The classes I think are easy are the ones that scare me. I've had a couple experiences where I thought a class was not going to be challenging and ended up with a worse grade than classes where the material was harder.


""Or really bored with the work assigned." == lack of commitment to work."

Ever read The Myth of Sisyphus by Albert Camus? If not, you should Google it.



I didn't get good grades until grad school. Undergrad was too useless to me and I didn't get interested in any of the material presented before senior year. But electrical engineering is a useless major anyway. An artifact of the 20th century.


Electrical Engineering is useless? Assuming you majored in it, I find it almost impossible to imagine believing this statement.

Not only is electrical engineering possibly the hardest engineering degree offered, it is probably also the most important. I mean, honestly, pretty much every advancement in computer technology is a direct result of EE. The rest is mostly physics. And honestly, at the high end of EE, there's very little difference.



What can I say. The coherence of a degree depends entirely on the set of classes you elect to take. Personally, I took a pretty wide variety, and enjoyed learning a lot of different things.

I got a masters degree in Electrical Engineering, mostly digital systems work. I learned to build a large number of highly interesting things. In fact, built a lot more in EE than I ever did in CS. Despite the fact that I now work writing web software, my degree is still highly applicable.


I agree with you on the difficulty, believe me.

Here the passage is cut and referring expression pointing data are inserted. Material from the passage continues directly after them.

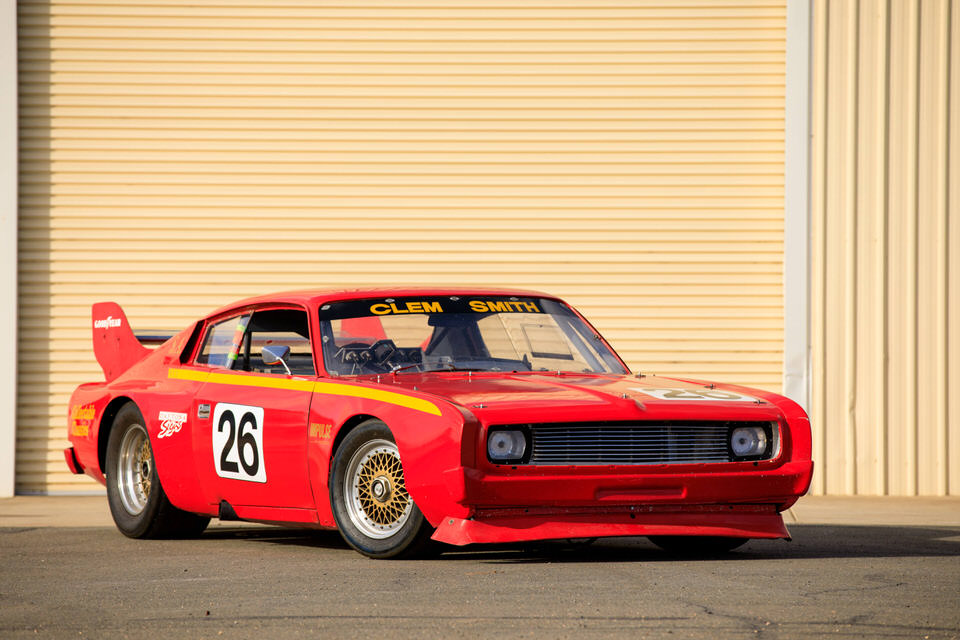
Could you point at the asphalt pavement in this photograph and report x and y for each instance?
(856, 568)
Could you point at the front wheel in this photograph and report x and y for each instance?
(371, 505)
(139, 506)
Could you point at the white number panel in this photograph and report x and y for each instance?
(238, 442)
(695, 394)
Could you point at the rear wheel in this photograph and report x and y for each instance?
(368, 493)
(139, 506)
(697, 545)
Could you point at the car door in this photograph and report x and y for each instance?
(251, 435)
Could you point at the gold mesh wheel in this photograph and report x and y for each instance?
(377, 500)
(134, 469)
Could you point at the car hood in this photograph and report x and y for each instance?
(523, 397)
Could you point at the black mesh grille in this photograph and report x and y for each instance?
(636, 443)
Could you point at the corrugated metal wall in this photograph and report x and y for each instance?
(886, 247)
(178, 154)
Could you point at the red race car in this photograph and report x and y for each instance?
(406, 416)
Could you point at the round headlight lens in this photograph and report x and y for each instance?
(748, 441)
(506, 445)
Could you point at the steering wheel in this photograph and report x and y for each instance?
(380, 352)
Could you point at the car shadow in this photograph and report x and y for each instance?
(809, 542)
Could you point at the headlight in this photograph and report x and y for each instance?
(748, 442)
(506, 445)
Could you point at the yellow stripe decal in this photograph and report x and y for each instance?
(324, 388)
(337, 389)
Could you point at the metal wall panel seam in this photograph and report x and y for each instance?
(882, 267)
(9, 168)
(796, 281)
(943, 157)
(912, 297)
(850, 252)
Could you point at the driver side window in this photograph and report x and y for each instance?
(236, 343)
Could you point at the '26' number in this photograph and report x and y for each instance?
(238, 442)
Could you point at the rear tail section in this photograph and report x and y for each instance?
(114, 344)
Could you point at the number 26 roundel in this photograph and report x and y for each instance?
(238, 442)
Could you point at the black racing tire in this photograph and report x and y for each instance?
(372, 508)
(697, 545)
(139, 505)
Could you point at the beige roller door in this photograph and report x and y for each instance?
(178, 154)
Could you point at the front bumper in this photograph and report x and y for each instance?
(741, 521)
(556, 504)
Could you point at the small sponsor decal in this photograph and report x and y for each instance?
(170, 423)
(81, 419)
(503, 306)
(406, 307)
(106, 323)
(695, 394)
(321, 430)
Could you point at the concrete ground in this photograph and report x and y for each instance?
(856, 568)
(92, 511)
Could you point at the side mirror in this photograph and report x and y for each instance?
(276, 354)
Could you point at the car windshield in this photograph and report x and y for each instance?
(459, 333)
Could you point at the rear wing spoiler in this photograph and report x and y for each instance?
(114, 343)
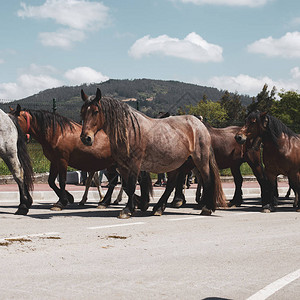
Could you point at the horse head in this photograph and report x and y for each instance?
(23, 117)
(92, 117)
(255, 125)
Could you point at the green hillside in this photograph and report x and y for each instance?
(149, 96)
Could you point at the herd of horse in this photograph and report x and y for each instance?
(116, 137)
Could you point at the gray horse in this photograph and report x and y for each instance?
(14, 153)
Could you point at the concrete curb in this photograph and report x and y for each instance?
(50, 196)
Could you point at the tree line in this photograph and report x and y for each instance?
(229, 110)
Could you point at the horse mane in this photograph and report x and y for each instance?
(275, 127)
(119, 116)
(23, 156)
(48, 120)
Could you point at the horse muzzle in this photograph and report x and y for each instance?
(240, 138)
(86, 140)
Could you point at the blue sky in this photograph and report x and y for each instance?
(236, 45)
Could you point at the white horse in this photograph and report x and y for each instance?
(14, 153)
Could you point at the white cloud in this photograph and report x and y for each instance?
(84, 75)
(38, 78)
(76, 16)
(249, 3)
(288, 46)
(245, 84)
(192, 47)
(62, 38)
(27, 85)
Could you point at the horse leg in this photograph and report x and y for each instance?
(98, 185)
(160, 206)
(112, 176)
(64, 196)
(87, 186)
(237, 199)
(199, 187)
(142, 202)
(213, 195)
(25, 198)
(268, 203)
(295, 185)
(179, 197)
(119, 197)
(129, 185)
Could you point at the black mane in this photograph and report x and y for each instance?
(47, 120)
(275, 127)
(118, 117)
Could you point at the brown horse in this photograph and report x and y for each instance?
(154, 145)
(229, 154)
(60, 140)
(281, 152)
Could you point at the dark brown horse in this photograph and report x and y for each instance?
(154, 145)
(281, 152)
(229, 154)
(14, 153)
(60, 140)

If you make it through that curriculum almost anywhere, you are the real deal. Read my reply to falsestprophet for the rest of the response.


Please explain. I have a few friends studying it and they seem to think they are going to make 80k starting.


Electrical engineering is interesting from an applied physics/mathematical standpoint. From the point of view of day-to-day work, a large segment of it has been reduced to providing a life support system for the microprocessor, which, you guessed it, runs software. Almost every EE I know is a programmer. Analog electronics, one of my early interests, has been pretty much reduced to power supply design and maybe some mixed-signal modem design. On the low end, there are advances in materials that enable Moore's law, but this is more applied physics than EE. Control theory jobs are almost nonexistent outside academia.

A lot of the higher level mathematics is cool: I personally liked dsp and stochastic systems but it got repetitive. Most CS programs offer similar math anyway. I wanted to go deeper into how the math was developed.

In short, the traditional electrical engineering field is being heavily encroached by software and the high end math isn't interesting enough. Which is why, if I had to do it all over, I would have done math, CS, physics, a lot of chem, and maybe an EE course or two. Boucher is right, it is a very difficult major, but boot camp is difficult too. I just wish it were more relevant to what is going on.


Sorry, I didn't address the 80k hopefuls. I would say that given the economic trends (ee is easier to outsource than software and is being replaced by it) that the long-term growth prospects don't look good salary wise.

The 80 k entry salaries are dubious unless they plan on using their school name to get a non-ee high paying job (read consulting, hedge fund, finance, etc). 60 is probably more realistic in my area (mid-Atlantic east coast) at the high-end entry level. In the most inflated market (the valley), seems like 100k is reasonable after 3-5 years experience (non consulting). A lot of them want advanced degrees. Of course, most of the jobs are software: http://seeker.dice.com/jobsearch/servlet/JobSearch?op=302...


Well, engineering is never useless if you goal is to get a high starting salary engineering for the man.